The original New York Daily News posting is here.
Christ doesn’t need government support
What happens when the same confessional language about the Resurrection appears on the website of the U.S. Department of State?
This year the secretary of state didn’t just offer polite Easter greetings, instead the official website proclaimed “Easter commemorates the resurrection of Jesus Christ, the Son of God, who has been given supreme authority over all nations.” It went on to say that the Secretary of State Marco Rubio celebrated Christ’s Resurrection and Kingship with Christians across the world. The statement concluded with an expression of solidarity with Christians who are persecuted.
Why does this matter? If Episcopal clergy like me offer Easter confessional language in church, why shouldn’t a fellow Christian offer witness from a government website? After all, Christians do confess that God has authority over all things and that ultimately Christ is King.
There are a couple of reasons why proclaiming the Good News from the Department of State’s website isn’t such good news.
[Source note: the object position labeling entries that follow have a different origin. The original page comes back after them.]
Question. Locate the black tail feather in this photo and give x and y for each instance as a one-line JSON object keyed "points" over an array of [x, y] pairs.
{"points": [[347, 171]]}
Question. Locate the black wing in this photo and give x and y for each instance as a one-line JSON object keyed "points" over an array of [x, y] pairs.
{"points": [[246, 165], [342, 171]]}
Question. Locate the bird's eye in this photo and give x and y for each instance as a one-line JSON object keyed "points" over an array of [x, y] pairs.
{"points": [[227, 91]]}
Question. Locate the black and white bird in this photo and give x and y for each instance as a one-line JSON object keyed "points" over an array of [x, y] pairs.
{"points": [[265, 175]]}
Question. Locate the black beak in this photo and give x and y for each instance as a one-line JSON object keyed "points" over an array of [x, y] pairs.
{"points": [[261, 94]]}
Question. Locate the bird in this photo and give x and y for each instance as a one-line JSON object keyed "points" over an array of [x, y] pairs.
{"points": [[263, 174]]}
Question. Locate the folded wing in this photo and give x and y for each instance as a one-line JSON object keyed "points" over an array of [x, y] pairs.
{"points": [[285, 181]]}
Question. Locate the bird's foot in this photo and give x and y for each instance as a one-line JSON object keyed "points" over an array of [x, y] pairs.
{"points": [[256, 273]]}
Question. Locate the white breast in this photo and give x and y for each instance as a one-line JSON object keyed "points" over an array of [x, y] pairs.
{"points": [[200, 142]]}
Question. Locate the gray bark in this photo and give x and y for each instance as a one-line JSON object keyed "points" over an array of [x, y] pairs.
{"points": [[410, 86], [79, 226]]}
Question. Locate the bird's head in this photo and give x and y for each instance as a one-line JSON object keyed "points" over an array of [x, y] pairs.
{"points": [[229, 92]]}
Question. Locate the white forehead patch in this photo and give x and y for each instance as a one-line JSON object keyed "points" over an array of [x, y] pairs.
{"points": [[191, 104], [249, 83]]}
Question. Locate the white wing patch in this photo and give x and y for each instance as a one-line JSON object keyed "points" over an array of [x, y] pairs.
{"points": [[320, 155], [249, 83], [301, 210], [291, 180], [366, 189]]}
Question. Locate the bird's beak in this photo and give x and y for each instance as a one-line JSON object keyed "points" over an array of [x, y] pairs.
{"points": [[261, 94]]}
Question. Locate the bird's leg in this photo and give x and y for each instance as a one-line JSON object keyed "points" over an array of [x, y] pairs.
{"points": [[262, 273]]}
First, the “Wall of Separation” between church and state is more like a situationally-driven dynamic between two different promises in the Bill of Rights: the first is freedom of religious expression. The second is disestablishment.
The Founders envisioned a country free from the establishment of a single religious tradition — not for the good of the state as much as for the integrity of religious practice and to avoid competition between faiths for government resources. They looked back across the ocean were wary of the centuries of bloody wars of religion in Europe.
Today, Americans should ask ourselves whether we are more concerned about protecting the religious freedom of Rubio in the workplace or about the possibility that top levels of this administration are privileging Evangelical Christianity in a way that might discriminate against other traditions. (The rabbi who brought Rubio’s Easter message to my attention knew which side of the scale her thumb was on.)
James Madison would have shared her concerns.
“During almost fifteen centuries has the legal establishment of Christianity been on trial. What have been its fruits?” Madison asked, “More or less in all places, pride and indolence in the Clergy, ignorance and servility in the laity, in both, superstition, bigotry and persecution.” And furthermore, the proposed bill would have been, “a departure from that generous policy, which, offering an Asylum to the persecuted and oppressed of every Nation and Religion, promised a lustre to our country.”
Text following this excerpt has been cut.